# laptop power supply



## Cobra GT (May 25, 2014)

I hav nce power cab without 2 amp supply can I use a laptop power supply to boost track amps to 5 or what ever the supply is rated for providing polarity is correct? Thanks


----------



## Ray Haddad (Feb 19, 2014)

Boosting the amperage capacity won't affect the output at all. You need a booster designed for DCC to do that. Your current controller is rated at the amperage it draws so it can supply that much to the track. There's just too much isolation between the power source and the output.

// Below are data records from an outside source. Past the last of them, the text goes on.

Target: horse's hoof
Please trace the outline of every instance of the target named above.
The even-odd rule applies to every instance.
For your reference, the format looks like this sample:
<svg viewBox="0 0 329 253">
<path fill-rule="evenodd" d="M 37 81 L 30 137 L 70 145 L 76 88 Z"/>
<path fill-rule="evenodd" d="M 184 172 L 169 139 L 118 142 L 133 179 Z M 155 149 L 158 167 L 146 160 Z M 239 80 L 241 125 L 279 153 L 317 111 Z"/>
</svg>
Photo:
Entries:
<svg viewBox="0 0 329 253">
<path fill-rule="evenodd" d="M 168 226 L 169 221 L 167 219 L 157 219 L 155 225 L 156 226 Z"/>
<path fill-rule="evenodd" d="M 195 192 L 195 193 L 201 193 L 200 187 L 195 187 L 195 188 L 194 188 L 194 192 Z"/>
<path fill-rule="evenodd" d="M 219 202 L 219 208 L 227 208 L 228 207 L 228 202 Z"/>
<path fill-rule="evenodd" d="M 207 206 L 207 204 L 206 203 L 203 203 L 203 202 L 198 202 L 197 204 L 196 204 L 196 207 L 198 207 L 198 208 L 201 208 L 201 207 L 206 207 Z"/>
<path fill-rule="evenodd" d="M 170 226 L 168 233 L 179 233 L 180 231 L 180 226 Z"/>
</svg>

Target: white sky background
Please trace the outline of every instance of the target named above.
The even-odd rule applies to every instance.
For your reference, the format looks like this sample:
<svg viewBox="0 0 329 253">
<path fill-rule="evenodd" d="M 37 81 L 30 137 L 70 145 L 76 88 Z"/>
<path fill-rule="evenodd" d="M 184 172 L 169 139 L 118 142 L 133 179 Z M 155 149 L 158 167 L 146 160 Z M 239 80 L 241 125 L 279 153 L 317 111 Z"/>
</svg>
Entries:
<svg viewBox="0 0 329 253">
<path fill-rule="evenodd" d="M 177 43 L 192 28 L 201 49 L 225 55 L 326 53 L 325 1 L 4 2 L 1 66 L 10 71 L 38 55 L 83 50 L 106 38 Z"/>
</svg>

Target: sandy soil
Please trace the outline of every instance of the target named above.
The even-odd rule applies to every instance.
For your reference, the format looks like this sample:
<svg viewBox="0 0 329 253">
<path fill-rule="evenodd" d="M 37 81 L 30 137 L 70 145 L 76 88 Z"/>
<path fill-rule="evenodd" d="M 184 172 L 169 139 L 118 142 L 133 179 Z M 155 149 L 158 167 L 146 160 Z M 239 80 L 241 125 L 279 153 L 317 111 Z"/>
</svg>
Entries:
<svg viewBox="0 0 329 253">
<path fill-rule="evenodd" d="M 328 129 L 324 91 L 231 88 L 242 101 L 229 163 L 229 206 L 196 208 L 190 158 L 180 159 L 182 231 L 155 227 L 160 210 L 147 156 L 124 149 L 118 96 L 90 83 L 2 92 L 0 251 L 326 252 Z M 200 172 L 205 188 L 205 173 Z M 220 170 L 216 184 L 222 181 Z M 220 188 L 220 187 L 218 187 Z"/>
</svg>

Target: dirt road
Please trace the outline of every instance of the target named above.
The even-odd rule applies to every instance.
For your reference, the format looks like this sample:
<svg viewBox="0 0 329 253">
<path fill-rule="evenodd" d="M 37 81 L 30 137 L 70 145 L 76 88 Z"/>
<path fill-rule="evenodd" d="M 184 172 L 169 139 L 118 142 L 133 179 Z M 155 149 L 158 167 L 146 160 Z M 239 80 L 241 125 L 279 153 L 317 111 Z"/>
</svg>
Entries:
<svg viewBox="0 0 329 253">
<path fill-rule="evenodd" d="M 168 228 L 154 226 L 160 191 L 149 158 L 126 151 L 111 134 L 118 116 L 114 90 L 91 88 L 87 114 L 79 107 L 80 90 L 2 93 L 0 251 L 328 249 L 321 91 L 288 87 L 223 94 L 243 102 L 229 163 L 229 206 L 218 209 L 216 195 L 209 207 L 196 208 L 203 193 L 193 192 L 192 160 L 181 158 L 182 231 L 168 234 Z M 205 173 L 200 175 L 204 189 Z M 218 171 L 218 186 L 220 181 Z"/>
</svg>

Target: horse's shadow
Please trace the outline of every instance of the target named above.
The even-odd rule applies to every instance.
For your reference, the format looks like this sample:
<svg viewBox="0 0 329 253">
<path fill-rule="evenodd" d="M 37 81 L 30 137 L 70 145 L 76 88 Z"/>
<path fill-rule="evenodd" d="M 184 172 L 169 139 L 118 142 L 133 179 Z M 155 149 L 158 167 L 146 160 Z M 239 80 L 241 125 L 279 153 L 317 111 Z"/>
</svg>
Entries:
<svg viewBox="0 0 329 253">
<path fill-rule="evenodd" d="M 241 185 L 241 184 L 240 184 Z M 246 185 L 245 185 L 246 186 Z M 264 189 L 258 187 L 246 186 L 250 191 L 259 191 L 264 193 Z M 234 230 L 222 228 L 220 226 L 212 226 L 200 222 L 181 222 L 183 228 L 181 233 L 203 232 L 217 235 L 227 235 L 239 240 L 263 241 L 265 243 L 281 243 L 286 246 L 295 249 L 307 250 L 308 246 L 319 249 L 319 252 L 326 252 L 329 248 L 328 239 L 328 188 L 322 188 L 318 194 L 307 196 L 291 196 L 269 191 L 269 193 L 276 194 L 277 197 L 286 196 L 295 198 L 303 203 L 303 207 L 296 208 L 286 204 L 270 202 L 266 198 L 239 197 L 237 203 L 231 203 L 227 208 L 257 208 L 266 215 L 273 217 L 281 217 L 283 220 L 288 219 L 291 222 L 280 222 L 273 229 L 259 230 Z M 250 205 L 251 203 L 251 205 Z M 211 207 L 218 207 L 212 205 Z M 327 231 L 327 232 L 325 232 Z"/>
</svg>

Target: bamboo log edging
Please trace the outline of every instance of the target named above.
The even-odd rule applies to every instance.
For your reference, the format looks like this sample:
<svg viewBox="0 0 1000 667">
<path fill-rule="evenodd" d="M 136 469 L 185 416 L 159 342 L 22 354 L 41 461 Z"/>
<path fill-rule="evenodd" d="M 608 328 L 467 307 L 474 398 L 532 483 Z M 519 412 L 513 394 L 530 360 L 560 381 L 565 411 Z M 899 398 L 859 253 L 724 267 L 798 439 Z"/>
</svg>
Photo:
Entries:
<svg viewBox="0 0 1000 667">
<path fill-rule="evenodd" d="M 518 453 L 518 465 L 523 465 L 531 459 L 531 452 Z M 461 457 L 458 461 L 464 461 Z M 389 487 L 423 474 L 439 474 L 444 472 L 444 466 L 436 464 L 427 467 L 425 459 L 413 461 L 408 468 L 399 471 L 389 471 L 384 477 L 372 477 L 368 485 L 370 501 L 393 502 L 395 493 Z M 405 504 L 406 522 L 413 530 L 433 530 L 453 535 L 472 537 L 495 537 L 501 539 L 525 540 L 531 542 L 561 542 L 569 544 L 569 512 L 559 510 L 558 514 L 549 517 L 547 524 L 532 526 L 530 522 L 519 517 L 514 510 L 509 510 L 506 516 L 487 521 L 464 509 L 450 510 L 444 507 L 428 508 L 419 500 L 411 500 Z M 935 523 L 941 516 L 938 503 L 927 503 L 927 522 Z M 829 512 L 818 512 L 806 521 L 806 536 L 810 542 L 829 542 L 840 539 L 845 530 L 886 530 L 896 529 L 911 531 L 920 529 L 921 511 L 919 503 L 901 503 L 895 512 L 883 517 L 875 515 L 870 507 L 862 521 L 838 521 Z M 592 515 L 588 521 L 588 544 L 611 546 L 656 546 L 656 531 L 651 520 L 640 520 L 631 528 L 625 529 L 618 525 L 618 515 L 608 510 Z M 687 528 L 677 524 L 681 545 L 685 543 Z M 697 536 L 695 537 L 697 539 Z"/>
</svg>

MERG has a nice kit for a booster that can be built for 5 or 10 amps. There are options for both in the kit.

http://www.merg.org.uk


----------



## Hutch (Dec 19, 2012)

I used my PowerCab with the MERG 5A booster and a 15V 5A laptop supply and it worked well.


----------



## Cobra GT (May 25, 2014)

I guess I should have bought the 5 amp syste w/ booster the power supply with the power cab is rated 1.44 amps I thought if I used a power supply that had 5 amps of supply it would boost track amperage. So if I am understanding this I do need a booster should have asked this before I bought what I did now I need a booster and a power supply to get the 5 amps that ths pro cab comes. Well that is nothing a couple of $100 cant solve. Thanks fellas.


----------



## Ray Haddad (Feb 19, 2014)

Boosters can be added afterwards. In fact, that's the only way to add extra power. Clubs often have several boosters to power distant parts of a huge layout and to allow many trains from members to run at the same time. You have a smart plan and you did it by accident.

Both the MERG system (which Hutch I use) and the one offered by SPROG are fine boosters and reasonable in cost. Be confident that you are doing it right. A booster should be invisible to the system. Just wire it in and go.


----------